Post-Disaster Restoration of Drinking Water Distribution Networks

Abstract

Drinking Water Distribution Network (DWDN) vulnerability to disasters yields ever threatening consequences to society. Earthquakes are shown to have devastating effects on these networks, causing multiple pipe breaks and leaks to occur simultaneously. This results in a lack of pressure and unavailability of water for extended time periods. Increasing the resilience of a DWDN by efficient restoration is therefore desired. To restore broken pipes, isolation is required, where isolation valves are installed in the network to allow for this. Closing the valves and replacing the pipes are physical tasks to be executed by workforces. Moreover, as not every pipe has isolation valves on both sides, isolating a single pipe often results in the isolation of a large segment of the network.
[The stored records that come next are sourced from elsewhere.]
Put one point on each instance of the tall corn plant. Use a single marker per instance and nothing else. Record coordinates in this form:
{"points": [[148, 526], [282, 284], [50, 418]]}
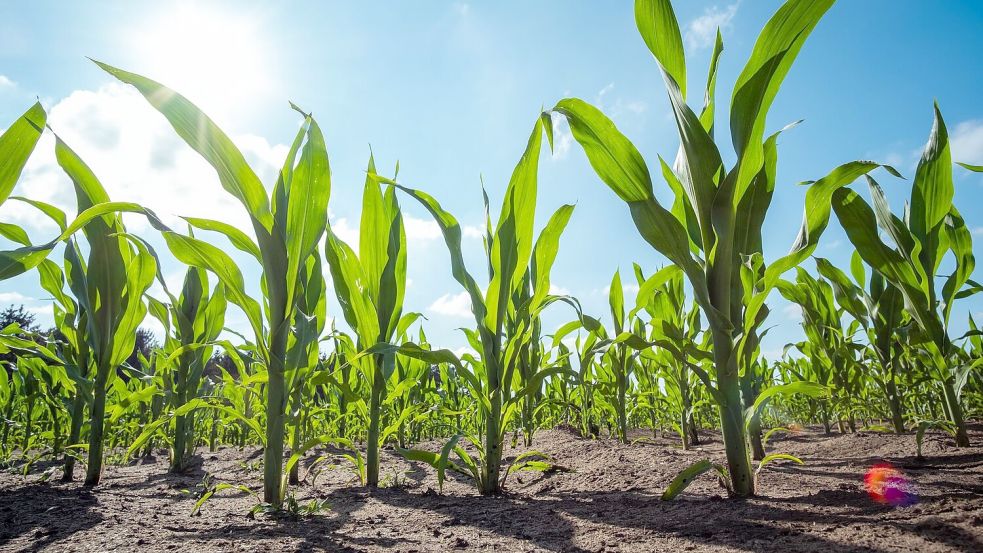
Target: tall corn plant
{"points": [[109, 287], [70, 345], [511, 252], [287, 226], [930, 229], [370, 287], [193, 320], [716, 218], [16, 145], [878, 307]]}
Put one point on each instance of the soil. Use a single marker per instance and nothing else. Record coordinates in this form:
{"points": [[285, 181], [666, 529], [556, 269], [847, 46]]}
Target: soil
{"points": [[608, 501]]}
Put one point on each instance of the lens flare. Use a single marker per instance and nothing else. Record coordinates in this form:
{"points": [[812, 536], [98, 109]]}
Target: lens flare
{"points": [[886, 484]]}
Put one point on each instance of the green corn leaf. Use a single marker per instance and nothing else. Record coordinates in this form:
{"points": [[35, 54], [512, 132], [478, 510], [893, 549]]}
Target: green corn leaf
{"points": [[16, 145], [204, 136], [659, 28], [686, 477], [615, 159], [811, 389]]}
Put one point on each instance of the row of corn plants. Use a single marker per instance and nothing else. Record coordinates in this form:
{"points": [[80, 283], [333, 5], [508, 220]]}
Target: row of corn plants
{"points": [[683, 357]]}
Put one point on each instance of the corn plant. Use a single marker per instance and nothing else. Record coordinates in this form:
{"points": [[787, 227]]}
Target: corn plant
{"points": [[109, 288], [702, 233], [878, 307], [930, 229], [287, 227], [370, 287], [193, 321], [510, 255]]}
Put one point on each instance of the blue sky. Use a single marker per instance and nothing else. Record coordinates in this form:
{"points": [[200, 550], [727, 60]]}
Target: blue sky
{"points": [[451, 90]]}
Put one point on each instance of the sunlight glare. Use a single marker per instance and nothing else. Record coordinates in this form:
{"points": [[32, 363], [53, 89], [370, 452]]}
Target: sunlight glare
{"points": [[215, 57]]}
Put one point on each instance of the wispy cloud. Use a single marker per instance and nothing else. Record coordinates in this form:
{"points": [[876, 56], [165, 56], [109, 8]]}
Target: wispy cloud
{"points": [[793, 312], [453, 305], [702, 31], [138, 158], [966, 142], [14, 297], [562, 137], [617, 106]]}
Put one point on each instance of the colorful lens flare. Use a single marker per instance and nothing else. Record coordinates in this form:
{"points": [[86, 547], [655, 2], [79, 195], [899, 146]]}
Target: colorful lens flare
{"points": [[886, 484]]}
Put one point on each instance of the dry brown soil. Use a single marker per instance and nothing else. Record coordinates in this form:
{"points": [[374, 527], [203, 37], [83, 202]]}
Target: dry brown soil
{"points": [[609, 501]]}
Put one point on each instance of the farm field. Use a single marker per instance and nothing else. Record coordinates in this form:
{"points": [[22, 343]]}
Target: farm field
{"points": [[730, 304], [821, 506]]}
The locations of these valves and the scheduling of the restoration tasks are therefore crucial for the restoration process. This thesis aims to enhance DWDN resilience by considering the combined optimization of Restoration Task Scheduling (RTS) and Isolation Valve Placement (IVP). Four hydraulic objectives are proposed to quantify resilience. The objective values corresponding to restoration schedules are obtained by simulation of the restoration process using Pressure-Driven Modeling (PDM). From three candidate methods, the priority rule-based scheduling heuristic is identified to be most suited for combined optimization. A novel Genetic Algorithm (GA) application is proposed to optimize IVP while including the priority rule-based heuristic for RTS. The genetic information of the individual used in the GA represents a valve layout. The valve layout is applied to a DWDN model, which in turn is subdued to five disaster scenarios. The heuristic provides restoration schedules for all scenarios, where the resulting objective values are averaged to compute the fitness of the individual. The method is shown to be able to generate valve layouts for any number of valves. Comparing these layouts to known strategic IVP methods leads to significant improvement in resilience, or can alternatively be used to decrease the number of valves while maintaining performance. Moreover, the method allows for analysis of critical valves coupled to the network properties, pipe failure probability, and pipe diameters. Lastly, by applying single-objective optimization, it elucidates the trade-offs between the objectives.